That sushi plate got me to thinking about meat and cheese plates, because the same components can make or break one: the caliber of chefs; the freshness, temperature, and thickness of each slice, the quality of bread and simplicity in seasoning . . .
I was recently victim of a bad cheese plate at a restaurant up the road: yesterday’s bread, ice cold and week-old Burrata, cappicola cut so thickly that I had to chew it like an oily, meaty, wad of gum, prosciutto as fat as Oscar Meyer bologna. Here are these beautiful (or once beautiful) products, made in the manner they were a hundred years ago with real attention and care, and yes, love, leaving the kitchen with anything but attention or care or love.

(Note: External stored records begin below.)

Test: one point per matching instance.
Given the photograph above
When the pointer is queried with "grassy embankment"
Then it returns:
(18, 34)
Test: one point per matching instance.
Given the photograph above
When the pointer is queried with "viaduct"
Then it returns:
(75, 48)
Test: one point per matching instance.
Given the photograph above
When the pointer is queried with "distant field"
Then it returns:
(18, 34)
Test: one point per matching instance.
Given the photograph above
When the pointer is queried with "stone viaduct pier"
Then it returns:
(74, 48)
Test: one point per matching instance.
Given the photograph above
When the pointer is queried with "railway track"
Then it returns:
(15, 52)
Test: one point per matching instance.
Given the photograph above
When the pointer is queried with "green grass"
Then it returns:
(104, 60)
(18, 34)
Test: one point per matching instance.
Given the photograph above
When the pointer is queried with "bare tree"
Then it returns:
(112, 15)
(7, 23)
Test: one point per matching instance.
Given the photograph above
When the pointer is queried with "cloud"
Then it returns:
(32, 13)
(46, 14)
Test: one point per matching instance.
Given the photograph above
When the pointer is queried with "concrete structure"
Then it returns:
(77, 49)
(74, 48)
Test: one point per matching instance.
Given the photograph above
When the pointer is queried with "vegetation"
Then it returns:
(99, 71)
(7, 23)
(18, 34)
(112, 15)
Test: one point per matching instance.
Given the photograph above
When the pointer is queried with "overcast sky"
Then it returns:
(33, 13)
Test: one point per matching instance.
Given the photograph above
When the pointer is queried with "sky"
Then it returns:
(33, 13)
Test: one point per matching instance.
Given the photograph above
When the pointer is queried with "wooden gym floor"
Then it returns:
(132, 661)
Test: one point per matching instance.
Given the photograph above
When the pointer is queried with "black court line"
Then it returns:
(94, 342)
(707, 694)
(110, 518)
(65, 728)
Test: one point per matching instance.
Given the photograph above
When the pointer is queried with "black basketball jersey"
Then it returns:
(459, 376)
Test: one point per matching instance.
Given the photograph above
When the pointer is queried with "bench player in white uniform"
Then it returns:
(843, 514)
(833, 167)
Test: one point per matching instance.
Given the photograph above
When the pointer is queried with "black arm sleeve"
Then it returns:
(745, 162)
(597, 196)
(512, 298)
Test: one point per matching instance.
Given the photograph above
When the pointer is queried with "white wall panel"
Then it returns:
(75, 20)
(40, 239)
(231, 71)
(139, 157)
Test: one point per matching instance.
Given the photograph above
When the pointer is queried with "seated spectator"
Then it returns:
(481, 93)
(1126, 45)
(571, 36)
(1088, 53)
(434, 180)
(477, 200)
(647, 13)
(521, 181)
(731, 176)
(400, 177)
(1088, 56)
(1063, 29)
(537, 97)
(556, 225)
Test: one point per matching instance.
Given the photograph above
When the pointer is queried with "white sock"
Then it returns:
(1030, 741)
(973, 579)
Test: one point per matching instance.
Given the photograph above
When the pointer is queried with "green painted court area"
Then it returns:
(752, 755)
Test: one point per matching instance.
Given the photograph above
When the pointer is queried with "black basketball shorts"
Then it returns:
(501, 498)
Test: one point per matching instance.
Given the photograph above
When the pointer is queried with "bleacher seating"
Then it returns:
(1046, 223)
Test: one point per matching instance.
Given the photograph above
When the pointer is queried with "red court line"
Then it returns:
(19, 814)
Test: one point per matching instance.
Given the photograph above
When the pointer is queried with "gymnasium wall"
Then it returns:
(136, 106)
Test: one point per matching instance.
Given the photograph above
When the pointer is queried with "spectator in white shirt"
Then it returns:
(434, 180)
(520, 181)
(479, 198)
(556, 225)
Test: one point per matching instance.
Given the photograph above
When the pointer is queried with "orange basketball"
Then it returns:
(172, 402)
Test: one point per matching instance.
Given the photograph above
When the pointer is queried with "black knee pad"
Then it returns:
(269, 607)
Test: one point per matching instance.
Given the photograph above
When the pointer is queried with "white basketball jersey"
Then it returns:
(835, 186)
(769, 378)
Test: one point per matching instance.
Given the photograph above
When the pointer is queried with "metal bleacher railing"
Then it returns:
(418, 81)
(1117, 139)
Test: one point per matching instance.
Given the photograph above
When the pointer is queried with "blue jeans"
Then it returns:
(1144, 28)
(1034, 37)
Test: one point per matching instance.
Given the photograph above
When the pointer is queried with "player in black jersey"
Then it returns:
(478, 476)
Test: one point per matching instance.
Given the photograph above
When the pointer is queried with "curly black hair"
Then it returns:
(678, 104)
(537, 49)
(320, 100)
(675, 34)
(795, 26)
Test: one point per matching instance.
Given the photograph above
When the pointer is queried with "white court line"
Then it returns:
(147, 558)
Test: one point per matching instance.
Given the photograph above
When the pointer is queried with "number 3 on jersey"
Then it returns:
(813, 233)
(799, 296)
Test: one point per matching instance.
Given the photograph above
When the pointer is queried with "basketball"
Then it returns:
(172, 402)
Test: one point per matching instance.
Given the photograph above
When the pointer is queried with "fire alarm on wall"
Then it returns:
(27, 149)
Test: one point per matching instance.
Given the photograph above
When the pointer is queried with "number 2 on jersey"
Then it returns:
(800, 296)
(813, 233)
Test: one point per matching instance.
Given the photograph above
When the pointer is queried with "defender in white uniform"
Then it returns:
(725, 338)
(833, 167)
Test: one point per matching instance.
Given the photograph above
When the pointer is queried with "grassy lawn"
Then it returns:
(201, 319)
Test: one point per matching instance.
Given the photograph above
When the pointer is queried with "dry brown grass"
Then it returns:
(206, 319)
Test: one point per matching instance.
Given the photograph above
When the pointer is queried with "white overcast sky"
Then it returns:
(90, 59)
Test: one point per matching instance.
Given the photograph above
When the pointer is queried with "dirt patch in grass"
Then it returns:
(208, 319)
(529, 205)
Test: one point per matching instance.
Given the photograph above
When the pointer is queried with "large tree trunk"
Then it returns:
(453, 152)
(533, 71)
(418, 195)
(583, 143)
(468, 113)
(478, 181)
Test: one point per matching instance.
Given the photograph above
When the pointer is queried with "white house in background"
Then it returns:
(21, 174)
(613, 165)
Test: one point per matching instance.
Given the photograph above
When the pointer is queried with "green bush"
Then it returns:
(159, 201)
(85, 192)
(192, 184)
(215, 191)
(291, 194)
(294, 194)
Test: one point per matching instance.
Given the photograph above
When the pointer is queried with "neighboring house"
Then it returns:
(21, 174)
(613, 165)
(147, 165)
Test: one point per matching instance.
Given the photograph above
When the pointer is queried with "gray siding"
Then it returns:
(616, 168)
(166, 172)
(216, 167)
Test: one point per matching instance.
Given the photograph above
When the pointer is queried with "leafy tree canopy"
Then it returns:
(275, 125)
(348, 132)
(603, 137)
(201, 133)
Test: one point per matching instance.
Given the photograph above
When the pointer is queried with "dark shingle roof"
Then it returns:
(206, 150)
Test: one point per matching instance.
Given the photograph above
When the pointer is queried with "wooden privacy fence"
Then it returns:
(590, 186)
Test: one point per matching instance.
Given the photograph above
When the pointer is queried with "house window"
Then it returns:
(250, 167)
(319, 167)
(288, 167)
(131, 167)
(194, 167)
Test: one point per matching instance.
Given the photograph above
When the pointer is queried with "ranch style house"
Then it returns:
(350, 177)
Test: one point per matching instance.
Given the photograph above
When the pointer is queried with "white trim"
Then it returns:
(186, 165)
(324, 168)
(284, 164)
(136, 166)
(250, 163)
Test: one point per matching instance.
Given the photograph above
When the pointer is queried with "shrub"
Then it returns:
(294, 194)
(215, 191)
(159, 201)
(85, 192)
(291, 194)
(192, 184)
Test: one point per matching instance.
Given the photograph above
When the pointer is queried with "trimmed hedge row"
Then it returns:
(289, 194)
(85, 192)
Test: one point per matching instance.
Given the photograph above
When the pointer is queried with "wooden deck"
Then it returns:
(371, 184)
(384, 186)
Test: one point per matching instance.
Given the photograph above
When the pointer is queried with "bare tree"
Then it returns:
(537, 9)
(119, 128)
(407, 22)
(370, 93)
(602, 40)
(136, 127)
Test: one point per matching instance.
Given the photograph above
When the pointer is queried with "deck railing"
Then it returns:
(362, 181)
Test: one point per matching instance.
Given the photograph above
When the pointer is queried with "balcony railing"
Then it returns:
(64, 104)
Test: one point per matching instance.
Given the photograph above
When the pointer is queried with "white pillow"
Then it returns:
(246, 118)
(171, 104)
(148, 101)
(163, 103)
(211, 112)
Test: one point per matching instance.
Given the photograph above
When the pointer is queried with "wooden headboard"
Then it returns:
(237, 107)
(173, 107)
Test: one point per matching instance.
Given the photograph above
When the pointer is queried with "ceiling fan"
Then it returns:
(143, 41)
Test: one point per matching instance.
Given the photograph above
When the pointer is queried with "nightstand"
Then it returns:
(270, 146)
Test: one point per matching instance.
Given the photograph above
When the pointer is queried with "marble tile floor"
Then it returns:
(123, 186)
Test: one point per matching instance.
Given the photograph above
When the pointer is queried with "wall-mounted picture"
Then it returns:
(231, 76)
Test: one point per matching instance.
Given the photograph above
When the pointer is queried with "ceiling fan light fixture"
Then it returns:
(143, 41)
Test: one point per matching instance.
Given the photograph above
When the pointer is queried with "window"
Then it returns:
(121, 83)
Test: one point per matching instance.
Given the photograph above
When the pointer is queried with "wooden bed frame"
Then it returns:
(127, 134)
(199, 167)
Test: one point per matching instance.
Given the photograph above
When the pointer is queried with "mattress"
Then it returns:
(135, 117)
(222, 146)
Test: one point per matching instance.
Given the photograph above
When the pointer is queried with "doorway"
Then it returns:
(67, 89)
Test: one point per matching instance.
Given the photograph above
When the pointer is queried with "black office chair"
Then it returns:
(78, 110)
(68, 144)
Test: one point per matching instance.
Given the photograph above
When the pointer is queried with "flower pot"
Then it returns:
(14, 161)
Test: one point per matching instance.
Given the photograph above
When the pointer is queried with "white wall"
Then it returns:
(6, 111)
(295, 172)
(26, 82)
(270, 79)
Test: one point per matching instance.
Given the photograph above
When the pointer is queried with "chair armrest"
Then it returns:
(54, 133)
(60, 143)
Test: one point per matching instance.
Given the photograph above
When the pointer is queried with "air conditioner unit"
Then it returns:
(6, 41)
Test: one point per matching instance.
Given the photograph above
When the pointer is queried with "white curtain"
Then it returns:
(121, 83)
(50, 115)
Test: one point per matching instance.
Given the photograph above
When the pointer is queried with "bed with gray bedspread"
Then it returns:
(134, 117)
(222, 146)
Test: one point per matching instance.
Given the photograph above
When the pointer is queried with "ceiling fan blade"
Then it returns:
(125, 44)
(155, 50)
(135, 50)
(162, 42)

In truth, I’ve mostly given up on meat and cheese platters in restaurants because it can be such a disappointing way to start an evening out—-but it has that potential; it could be, should be a wonderful start to a night, whether it’s Friday dinner with the family or Thanksgiving for a throng. These little touches that enhance salumi, they are so small, so simple, that I can lay them out here for the home chef. In five simple steps.
First: Pick up your products from a trusted vendor (probably not the grocery store). In Denver we have Tony’s, Marczyk’s, Chef’s Mart, The Truffle, St. Killians—really, we’re lucky to have a nice assortment of butchers and cheese mongers–people who know what they’re talking about. (If you’re looking for something specific, shoot me an email and I’ll help if I can.)
Second: There’s a reason Berkel makes a slicer just for prosciutto—so that it can be cut to near sheer. You shouldn’t really have to chew it at all. The rich, salty-sweet texture should just melt on your tongue. A butcher has thousands of dollars’ worth equipment–let him use it to slice the cured meat to its appropriate thinness. (Once cut, use it within 24 hours, though, because room temperature meat —see next tip—will oxidize in short order and turn.)
Third: Most meats and cheeses should be served between 68 and 72 degrees–room temperature. Consider food (all food, really)the way you would wine: too cold or too hot, and you lose the slight variations in aroma and all of the nuances in the flavor profile
Fourth: Some cheeses do not improve with age. Burrata, for example, is defined by the Cheese Primer as “meant to be eaten the day they are made.” If in doubt, ask your monger, and serve accordingly.
Finally: Pay heed to the bread. Fresh, grilled, rubbed with garlic after grilling, drizzled with a good extra virgin olive oil. Well done bread will heighten every flavor on the plate.
Don’t make your guests, your date, yourself a salumi victim. It’s easy to be amazing instead.